Non c’è da stupirsi che ci siano stati movimenti estremi all’interno della parte della curva dei rendimenti che è fortemente influenzata dalla Fed e che funge da base per una serie di attività finanziarie nazionali e internazionali. Nelle ultime settimane, ad esempio, il rendimento a due anni è stato scambiato in un intervallo molto insolito di 1,5 punti percentuali, alimentando le voci – non solo all’interno dei media finanziari specializzati – di un “folle scambio di obbligazioni”.

Queste divergenze arrivano tutte sulla scia di precedenti errori della Fed. Dopo aver insistito nel definire l’inflazione come “transitoria” per la maggior parte del 2021, la Fed non è poi riuscita ad agire prontamente dopo aver “ritirato” tardivamente quella diagnosi errata. Di conseguenza, alla fine ha dovuto azionare il freno con una serie mai vista prima di quattro rialzi consecutivi di 0,75 punti base.

A questo punto, non si può negare che la banca centrale più potente del mondo abbia perso la rotta con le sue analisi, previsioni, politiche e comunicazioni. Questa è la cattiva notizia. La buona notizia è che la Fed può ancora raddrizzare la nave adottando un approccio strategico migliore per la sua analisi e le sue azioni e affrontando due grandi problemi strutturali.

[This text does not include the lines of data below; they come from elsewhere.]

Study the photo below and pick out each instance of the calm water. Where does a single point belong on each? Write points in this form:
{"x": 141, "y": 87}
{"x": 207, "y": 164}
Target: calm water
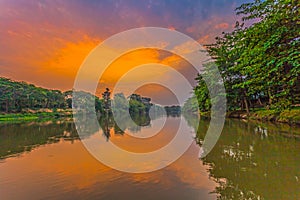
{"x": 251, "y": 160}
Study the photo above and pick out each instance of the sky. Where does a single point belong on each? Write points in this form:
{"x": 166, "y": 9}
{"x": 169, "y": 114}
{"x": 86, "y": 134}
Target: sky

Il primo problema è il pensiero di gruppo: i decision-maker della Fed sembrano non avere punti di vista diversificati né quella grande competenza riscontrabile in altre grandi banche centrali. Farebbero bene a seguire l’esempio della Bank of England e ad aggiungere all’organismo decisionale della Fed due membri esterni indipendenti con diritto di voto.

Il secondo problema riguarda la responsabilità di base. Anche se il presidente della Fed compare davanti al Congresso due volte l’anno, quelle udienze non si focalizzano su ciò che conta davvero: la progettazione e l’attuazione delle politiche della Fed. Il processo richiede un ulteriore livello di due diligence, con specialisti del settore che riferiscono anche al Congresso prima delle udienze regolarmente programmate.

Si è discusso molto sull’eventualità che la Fed guidata da Powell possa essere ricordata accanto alla Fed di (Paul) Volcker per aver lottato contro l’inflazione, o accanto alla Fed di (Arthur) Burns per aver aperto le porte alla stagflazione. La mia preoccupazione è che finisca per essere ricordata in una categoria a sé stante, come la Fed che ha minato la propria credibilità, la propria autonomia politica e il ruolo cruciale di ancoraggio dell’America al centro dell’economia globale.